C. Nonstandard extensions of R commonly denoted by R* do not suffer from this, of course, and moreover, along with a related system of hyperintegers N* they are equipped with the asterisk of the whole $\omega$-high superstructure over R. Yet for a long time they used to have an own foundational issue: unique, concretely defined examples of R* were not known. Such examples of OD (ordinally definable) models R* of any amount of saturation were first defined by Kanovei-Shelah (JSL, 2004) - including
(i) the full set-size saturated R* of class-size,
and in fact
(ii) an ordinal-definable full set-size saturated elementary extension of the whole set universe of ZFC considered in detail in Kanovei-Reeken, Nonstandard analysis axiomatically, Springer 2004.
D. As any two full set-size saturated rcof (both of class size, of course) are isomorphic under any suitable class theory with GC (global choice) by means af a standard application of the b&f method, No and the ground rcof structure of R* as in (i) above are isomorphic (first observed by Ehrlich). This means that, postfactum, the surreals No do indeed contain (under GC) a suitable system of surintegers and do allow the whole system of real functions and much more - simply inherited from R* as in (i) by means of the mentioned isomorphism.
This leads to the following problems of foundational importance, yet to be solved.
Problem 1. Note that both surreals and R* of type (i) are OD, well-defined ZFC classes, but the isomorphism between them is not such - it is an application of GC. So we ask: does there exist a ZFC-well-defined isomorphism between them?
Problem 2. Sharper, does there exist a ZFC-well-defined adequate system of surintegers, satiafying PA at least and preferably making (No,surintegers) to be an elementary extension of (R,N) ?
Problem 2 can be answered in the affirmative both by affirmatively answering Problem 1, and by means of an own surrealistic construction.
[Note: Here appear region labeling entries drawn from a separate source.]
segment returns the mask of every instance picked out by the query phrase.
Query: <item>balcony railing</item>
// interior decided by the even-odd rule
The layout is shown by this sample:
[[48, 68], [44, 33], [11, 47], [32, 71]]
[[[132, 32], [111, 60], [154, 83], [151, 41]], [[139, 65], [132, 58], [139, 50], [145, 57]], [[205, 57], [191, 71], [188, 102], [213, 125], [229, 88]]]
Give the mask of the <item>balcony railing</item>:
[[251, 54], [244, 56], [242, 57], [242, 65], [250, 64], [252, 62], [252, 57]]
all of nonstandard analysis can be done using the surreals or some particular initial subfield of the surreals as the underlying ordered field in a nonstandard model of analysis.
To be exact, changing for whatever purpose the elements of R* with some surreals. The only foundational appeal of this is that the surreal fields are uniquely defined - but the field structure is too little to work with infinitesimals (further than "aga, 1/w is an infinitesimal"). The challenge has been stated: is No capable to run the Euler sine decomposition w/o borrowing *N to replace its own non-PA omni ones.